*Trigger Warning* June 17, 2014
I was born into alcohol. Well, that is what it felt like looking back. My father was in the bar celebrating me while I was being delivered. The cycle of alcohol and dysfunction were waiting for me. It seems like the same old song and dance you hear from anywhere reservation North America. I never claim to have had a hard rough life. My family & friends have had hard rough lives. I just made really bad decisions. But like everyone around me I allowed alcohol to become my friend. I could always lean on the bottle whenever I didn’t understand what life was throwing at me or when I had to cope with something. As I grew older I saw a lot of the older generation of my family sober up and fly right. It just felt like now it was my generations turn to go through the very same thing.

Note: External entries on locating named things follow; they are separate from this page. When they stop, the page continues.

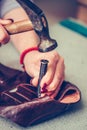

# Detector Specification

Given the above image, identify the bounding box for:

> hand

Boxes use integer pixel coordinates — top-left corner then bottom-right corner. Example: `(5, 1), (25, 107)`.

(24, 51), (65, 98)
(0, 19), (12, 46)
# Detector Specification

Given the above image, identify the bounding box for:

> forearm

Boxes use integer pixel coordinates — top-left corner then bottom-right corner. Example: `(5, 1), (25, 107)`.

(4, 8), (40, 53)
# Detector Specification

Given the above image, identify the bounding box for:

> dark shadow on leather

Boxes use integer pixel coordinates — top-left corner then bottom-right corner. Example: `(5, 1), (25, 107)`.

(0, 64), (81, 127)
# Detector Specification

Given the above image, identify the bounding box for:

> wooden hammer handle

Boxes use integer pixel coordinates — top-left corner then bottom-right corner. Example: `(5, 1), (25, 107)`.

(4, 20), (34, 35)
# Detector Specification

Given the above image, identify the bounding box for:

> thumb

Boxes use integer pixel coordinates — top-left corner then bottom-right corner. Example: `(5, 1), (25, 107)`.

(0, 19), (13, 25)
(30, 77), (38, 87)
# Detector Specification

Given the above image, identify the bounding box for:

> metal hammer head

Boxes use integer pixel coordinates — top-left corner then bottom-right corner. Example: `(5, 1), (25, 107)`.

(16, 0), (57, 52)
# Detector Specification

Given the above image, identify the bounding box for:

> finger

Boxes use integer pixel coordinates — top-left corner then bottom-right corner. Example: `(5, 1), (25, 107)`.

(49, 78), (64, 98)
(47, 58), (65, 91)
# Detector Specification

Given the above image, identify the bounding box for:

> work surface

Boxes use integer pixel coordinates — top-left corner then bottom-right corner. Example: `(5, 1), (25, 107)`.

(0, 24), (87, 130)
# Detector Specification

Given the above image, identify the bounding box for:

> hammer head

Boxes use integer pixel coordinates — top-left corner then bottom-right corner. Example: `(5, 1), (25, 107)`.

(16, 0), (58, 52)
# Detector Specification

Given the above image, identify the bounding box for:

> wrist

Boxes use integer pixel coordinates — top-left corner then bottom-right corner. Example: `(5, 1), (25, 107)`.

(20, 47), (39, 68)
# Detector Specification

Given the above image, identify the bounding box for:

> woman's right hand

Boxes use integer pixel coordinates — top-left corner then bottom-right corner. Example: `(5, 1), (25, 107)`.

(0, 19), (12, 46)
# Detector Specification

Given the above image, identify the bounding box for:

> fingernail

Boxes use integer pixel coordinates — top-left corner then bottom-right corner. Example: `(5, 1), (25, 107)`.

(41, 89), (47, 93)
(42, 83), (47, 89)
(7, 19), (14, 23)
(41, 83), (47, 93)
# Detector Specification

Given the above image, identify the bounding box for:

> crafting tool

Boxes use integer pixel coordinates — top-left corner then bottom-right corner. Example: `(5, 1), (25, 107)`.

(5, 0), (58, 97)
(37, 59), (49, 97)
(5, 0), (57, 52)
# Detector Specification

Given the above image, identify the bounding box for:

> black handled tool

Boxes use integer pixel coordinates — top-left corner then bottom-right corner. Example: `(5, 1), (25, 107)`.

(37, 59), (48, 97)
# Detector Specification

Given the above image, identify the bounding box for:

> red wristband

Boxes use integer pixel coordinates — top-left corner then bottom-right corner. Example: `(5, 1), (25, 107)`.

(20, 47), (38, 65)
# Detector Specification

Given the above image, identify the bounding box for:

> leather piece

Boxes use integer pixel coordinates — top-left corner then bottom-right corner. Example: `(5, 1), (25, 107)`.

(0, 64), (81, 127)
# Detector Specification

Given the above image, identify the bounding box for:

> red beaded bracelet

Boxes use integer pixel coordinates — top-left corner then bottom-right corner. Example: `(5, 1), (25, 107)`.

(20, 47), (39, 65)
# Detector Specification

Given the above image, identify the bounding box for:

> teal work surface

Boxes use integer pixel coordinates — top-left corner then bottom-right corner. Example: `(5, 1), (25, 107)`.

(0, 24), (87, 130)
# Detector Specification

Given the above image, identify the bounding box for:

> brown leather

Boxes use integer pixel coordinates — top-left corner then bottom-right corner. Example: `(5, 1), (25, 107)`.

(0, 64), (81, 127)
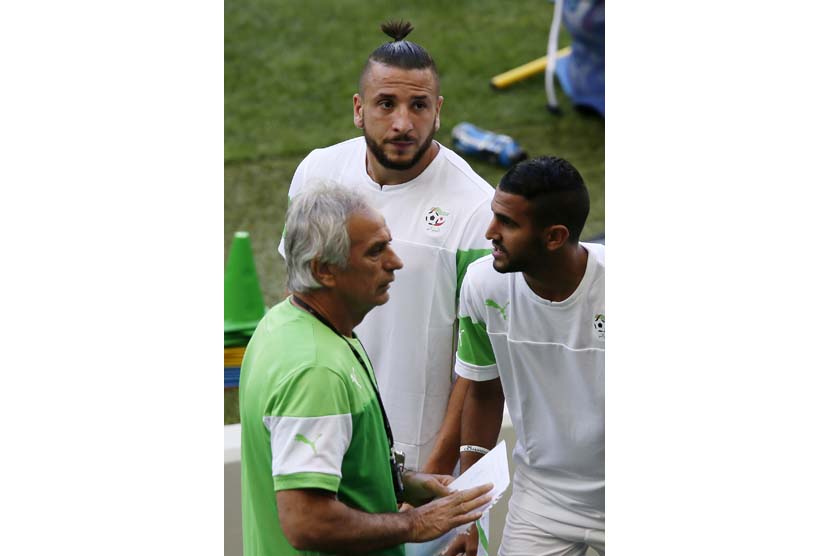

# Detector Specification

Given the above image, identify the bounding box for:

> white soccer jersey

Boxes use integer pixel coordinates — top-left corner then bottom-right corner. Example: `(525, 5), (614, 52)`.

(279, 137), (493, 469)
(455, 243), (605, 529)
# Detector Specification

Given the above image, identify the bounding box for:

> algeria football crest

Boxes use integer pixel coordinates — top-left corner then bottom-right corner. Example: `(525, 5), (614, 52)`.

(594, 314), (605, 340)
(424, 207), (450, 232)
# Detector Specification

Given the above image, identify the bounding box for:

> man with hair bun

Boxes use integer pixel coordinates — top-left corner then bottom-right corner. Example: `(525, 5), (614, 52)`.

(280, 21), (493, 480)
(244, 184), (493, 556)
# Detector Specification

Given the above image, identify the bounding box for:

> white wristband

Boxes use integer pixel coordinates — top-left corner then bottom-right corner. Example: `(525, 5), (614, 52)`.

(458, 444), (490, 454)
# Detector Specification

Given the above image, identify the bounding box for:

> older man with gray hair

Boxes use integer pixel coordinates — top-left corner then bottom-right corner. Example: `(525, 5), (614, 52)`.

(239, 183), (492, 556)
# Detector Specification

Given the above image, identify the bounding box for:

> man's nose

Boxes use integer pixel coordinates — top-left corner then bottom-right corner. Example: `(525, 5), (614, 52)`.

(386, 247), (403, 271)
(392, 106), (412, 133)
(484, 218), (497, 241)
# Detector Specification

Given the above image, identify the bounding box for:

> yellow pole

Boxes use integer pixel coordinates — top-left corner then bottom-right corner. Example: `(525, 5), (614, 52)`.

(490, 46), (571, 89)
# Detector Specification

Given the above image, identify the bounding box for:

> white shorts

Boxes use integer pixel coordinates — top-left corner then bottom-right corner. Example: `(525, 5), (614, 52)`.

(499, 499), (605, 556)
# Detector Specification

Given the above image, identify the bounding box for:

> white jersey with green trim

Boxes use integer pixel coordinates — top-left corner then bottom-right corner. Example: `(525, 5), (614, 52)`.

(455, 243), (605, 529)
(279, 137), (493, 469)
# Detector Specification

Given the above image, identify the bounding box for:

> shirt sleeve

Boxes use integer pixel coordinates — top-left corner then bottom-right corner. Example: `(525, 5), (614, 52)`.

(455, 270), (499, 381)
(455, 197), (493, 298)
(263, 368), (352, 492)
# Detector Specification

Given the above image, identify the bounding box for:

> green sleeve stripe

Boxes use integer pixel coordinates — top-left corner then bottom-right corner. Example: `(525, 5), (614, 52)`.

(274, 472), (340, 492)
(458, 317), (496, 367)
(281, 196), (291, 239)
(455, 248), (493, 292)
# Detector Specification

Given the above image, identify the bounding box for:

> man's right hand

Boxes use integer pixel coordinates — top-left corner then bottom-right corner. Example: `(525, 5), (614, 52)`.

(404, 483), (493, 542)
(441, 524), (478, 556)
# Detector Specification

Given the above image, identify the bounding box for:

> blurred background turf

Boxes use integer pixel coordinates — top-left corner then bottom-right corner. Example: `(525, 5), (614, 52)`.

(224, 0), (605, 423)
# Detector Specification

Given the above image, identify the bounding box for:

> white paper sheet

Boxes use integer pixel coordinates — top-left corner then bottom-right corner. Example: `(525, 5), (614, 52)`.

(406, 440), (510, 556)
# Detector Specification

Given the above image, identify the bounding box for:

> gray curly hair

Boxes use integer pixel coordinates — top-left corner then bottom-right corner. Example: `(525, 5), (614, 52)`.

(285, 181), (372, 293)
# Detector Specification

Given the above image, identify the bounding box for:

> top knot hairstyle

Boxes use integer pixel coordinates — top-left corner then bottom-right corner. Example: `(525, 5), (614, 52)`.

(358, 20), (446, 95)
(380, 20), (415, 41)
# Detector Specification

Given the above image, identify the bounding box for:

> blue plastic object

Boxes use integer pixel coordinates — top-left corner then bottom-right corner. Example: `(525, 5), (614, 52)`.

(452, 122), (527, 168)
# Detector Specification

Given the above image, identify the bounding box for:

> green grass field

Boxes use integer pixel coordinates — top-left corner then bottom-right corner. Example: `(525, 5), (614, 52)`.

(225, 0), (605, 423)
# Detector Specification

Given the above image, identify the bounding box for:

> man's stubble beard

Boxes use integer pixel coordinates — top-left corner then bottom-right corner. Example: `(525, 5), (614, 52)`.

(363, 124), (435, 171)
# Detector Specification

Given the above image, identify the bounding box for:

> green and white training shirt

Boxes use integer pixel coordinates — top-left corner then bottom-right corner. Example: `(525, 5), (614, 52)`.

(455, 243), (605, 529)
(280, 137), (494, 470)
(239, 299), (404, 556)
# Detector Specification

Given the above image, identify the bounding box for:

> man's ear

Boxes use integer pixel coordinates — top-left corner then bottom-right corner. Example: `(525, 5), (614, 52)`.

(352, 93), (363, 129)
(310, 259), (337, 288)
(544, 224), (571, 251)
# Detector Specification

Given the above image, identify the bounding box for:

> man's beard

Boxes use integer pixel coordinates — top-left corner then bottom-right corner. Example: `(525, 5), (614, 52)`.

(363, 126), (435, 170)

It wasn’t until 2006 that my life began to slowly fall apart. I was making mistake after mistake and not caring about the consequences. I dealt with it the only way I knew how and that was to run. I ran right into alcohol. All the demons I thought I left behind were still haunting me. The more my life fell apart the more I denied reality. I thought the only thing holding me together was the alcohol. The deep dark pain inside would burn right through me. Alcohol gladly kept me in this cycle for many years.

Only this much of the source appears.